The arrival of researchers from esteemed institutions like the Max Planck Institute (Germany) and the University of Zurich (Switzerland) to ICArEHB underscores the potential of Portugal and the Algarve to become a hub of knowledge-driven economic growth. However, realizing this potential will require continued investment and strategic decisions by local and national authorities. While the ERC-PT Careers program by the Foundation for Science and Technology (FCT) is a positive step, further efforts are needed at the university and local administration levels to foster an environment where such world-class research can thrive.

Discover the projects:

Elisa Bandini: PRIMERS

A hallmark of human culture is our unsurpassed innovative ability, which allowed us to expand into almost all environments on the planet and build the cultural world we inhabit today. By identifying the conditions driving innovations across primates, we can provide new insight into when and how humans developed this unique culture. PRIMERS will address this need by adopting a systematic and holistic approach to testing the catalysts of a watershed behaviour in our evolutionary history: the ability to make and use sharp stone tools (flakes). The advent of intentional flakes in the human lineage marks the first clear divergence between animal and human technology. With tools to access high-value calories, our ancestors now had the physical and cognitive resources to lay the groundwork for our culture. PRIMERS will use a triangulation approach to follow the emergence of flaking in appropriate proxy models: wild and captive chimpanzees, capuchins, and macaques. Objective 1 will define the baseline stone manipulation propensities of these species using novel artificial intelligence coding methods. Objective 2 will test two other major drivers of innovations: exposure and experience.
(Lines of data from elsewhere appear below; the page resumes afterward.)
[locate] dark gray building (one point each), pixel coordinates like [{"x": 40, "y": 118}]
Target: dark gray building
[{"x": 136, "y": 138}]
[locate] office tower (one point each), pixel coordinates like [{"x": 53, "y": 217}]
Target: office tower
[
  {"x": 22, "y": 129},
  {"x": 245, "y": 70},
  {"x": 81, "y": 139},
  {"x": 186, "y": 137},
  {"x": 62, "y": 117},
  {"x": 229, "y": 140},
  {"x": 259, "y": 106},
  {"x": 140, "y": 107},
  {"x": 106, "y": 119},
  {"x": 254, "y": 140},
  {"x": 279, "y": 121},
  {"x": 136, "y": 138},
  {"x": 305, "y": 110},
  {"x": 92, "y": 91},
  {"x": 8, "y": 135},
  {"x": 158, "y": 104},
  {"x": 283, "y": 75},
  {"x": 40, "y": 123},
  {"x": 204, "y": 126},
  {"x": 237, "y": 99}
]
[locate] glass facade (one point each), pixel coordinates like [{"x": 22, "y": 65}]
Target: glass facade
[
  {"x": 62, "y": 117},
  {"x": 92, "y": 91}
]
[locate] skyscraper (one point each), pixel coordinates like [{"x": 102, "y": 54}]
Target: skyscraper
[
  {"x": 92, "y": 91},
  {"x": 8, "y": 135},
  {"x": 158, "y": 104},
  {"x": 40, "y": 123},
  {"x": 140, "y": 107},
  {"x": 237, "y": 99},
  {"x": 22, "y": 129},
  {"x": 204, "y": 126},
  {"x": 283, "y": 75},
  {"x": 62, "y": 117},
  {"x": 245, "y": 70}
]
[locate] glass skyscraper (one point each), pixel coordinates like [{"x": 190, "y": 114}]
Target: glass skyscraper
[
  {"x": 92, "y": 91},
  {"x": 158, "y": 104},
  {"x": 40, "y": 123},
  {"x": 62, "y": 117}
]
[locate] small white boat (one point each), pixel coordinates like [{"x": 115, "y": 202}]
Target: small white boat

An experimental paradigm with in-built controls, large sample sizes (N =350), and long-term testing protocols (approx. 4 years) will be used to empirically evaluate the cognitive and developmental primers of innovations. Objective 3 will systematically compare primate assemblages to some of the oldest human stone tools, allowing for inferences to be made on when cognitive capacities diverged between humans and other primates. Structural Equation Models will then determine the relative contributions and interactions between the measured factors. By testing three species, combining and upscaling experimental paradigms and implementing powerful modelling tools, PRIMERS will radically enhance our understanding of the conditions required for innovations, and with it, the primers of human culture.

Jonathan Reeves: OLAF

Tool production is intrinsically tied to the evolution of our species as it allows us to occupy nearly every environment on the planet. The widespread production of sharp-edged tools known as the Oldowan, 2.6 million years ago, is regarded as a major adaptive leap as it may have fundamentally changed the ecology of our ancestors. This major adaptative shift resulted in a change in diet, enhanced ecological versatility for a range of environments, and, ultimately, the proliferation of the human lineage across the globe. However, it remains unclear if the emergence of Oldowan technologies resulted from a watershed innovation or if it represents a technological continuity of the tool repertoire of apes. The OLAF project aims to determine the adaptive significance of the appearance of the Oldowan by implementing a new set of theoretical tools while shifting the scale of archaeological analysis from the site to a broader landscape level. OLAF will use agent-based modeling to directly investigate the relationship between stone tool use, environmental factors, and site formation processes at the landscape scale and generate concurrent expectations for how hominin-environment interactions produce patterns in the archaeological record. In parallel, we will reconstruct the portions of the Ledi Geraru (Ethiopia) research area where sediments have preserved the 2.6-million-year-old artifact and fossil-rich paleolandscape, over an area of 33 square kilometers. Agent-based models that are tailored to local data, will validate, or reject predictions concerning mobility, diet, or space use. OLAF will thus provide a comprehensive understanding of the tool-mediated foraging behaviors of the earliest Oldowan tool makers, allowing us to examine the adaptive benefits of tool use at the dawn of humanity.